Huang Lichen, a star analyst at Wolfinance, believes that after a short period of sharp rise, gold and silver have started to correct this week, US inflation has shown signs of peaking, and market expectations for the Fed to slow down interest rate hikes have been strengthened. , but the performance is still very weak. These factors continue to support gold and silver, limiting the short-term drop in gold and silver prices. However, everyone still needs to be vigilant. The next Fed officials will speak. If the Fed continues to reiterate its confidence in raising interest rates, it will be detrimental to gold prices. .
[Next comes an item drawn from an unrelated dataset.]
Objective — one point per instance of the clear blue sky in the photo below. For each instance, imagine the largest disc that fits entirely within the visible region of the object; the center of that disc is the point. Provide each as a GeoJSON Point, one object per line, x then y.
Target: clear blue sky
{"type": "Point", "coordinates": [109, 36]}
In terms of news, Fed officials made hawkish speeches for two consecutive days, putting some pressure on gold prices. Daly said on Wednesday that the Fed’s terminal interest rate range may be between 4.75% and 5.25%, which is high enough to curb inflation, but not high enough to trigger a serious economic recession; Smaller rate hikes in the future are more reassuring, but one report is not indicative of a trend and it is too early to say how high rates will go.

See also  RTX 3060 rival! Intel Arc A750 Graphics Card Official Announces Price Cut

Bullard said on Thursday that even based on a dovish analysis of monetary policy, the Fed would need to continue raising interest rates to around 5%; Kashkari said it was difficult to predict how high the Fed would need to raise interest rates, Rate hikes should not be stopped before peaking. Federal Reserve officials took turns to rise and reiterated their determination to raise interest rates, making the market worry that the Fed’s terminal interest rate will be higher than market expectations, and the rate hike cycle will be extended, putting pressure on gold prices.

On the daily chart, after a unilateral rise in gold, the trend has corrected. The price of gold fell below the 5-day moving average of $1,770, and the 5-day moving average began to turn downward. On the attached indicators, the MACD indicator golden cross slowed down, and the RSI indicator golden cross Turning downwards, the KDJ indicator forms a dead cross, indicating that there is a need for a short-term callback in the gold price.

Gold intraday reference: gold price range adjustment, focus on the support of $1,753 at the bottom, and the resistance of $1,770 at the top.

Compared with gold, the callback trend of silver is more obvious. On Thursday, the price of silver once fell below 21 US dollars, falling for three consecutive days. At present, silver has temporarily stabilized at the integer mark of 21 US dollars. In terms of indicators, the MACD indicator has a tendency to form a dead cross, and the KDJ and RSI indicators are dead cross, indicating that the silver price tends to fall back in the short term.

See also  The era of easy money is coming to an end, it's time to puncture Netflix's "myth"

Silver intraday reference: Be wary of rising and falling, pay attention to the support of $21 at the bottom, and the resistance of $21.4 at the top.

You may also like

Leave a Comment

This site uses Akismet to reduce spam. Learn how your comment data is processed.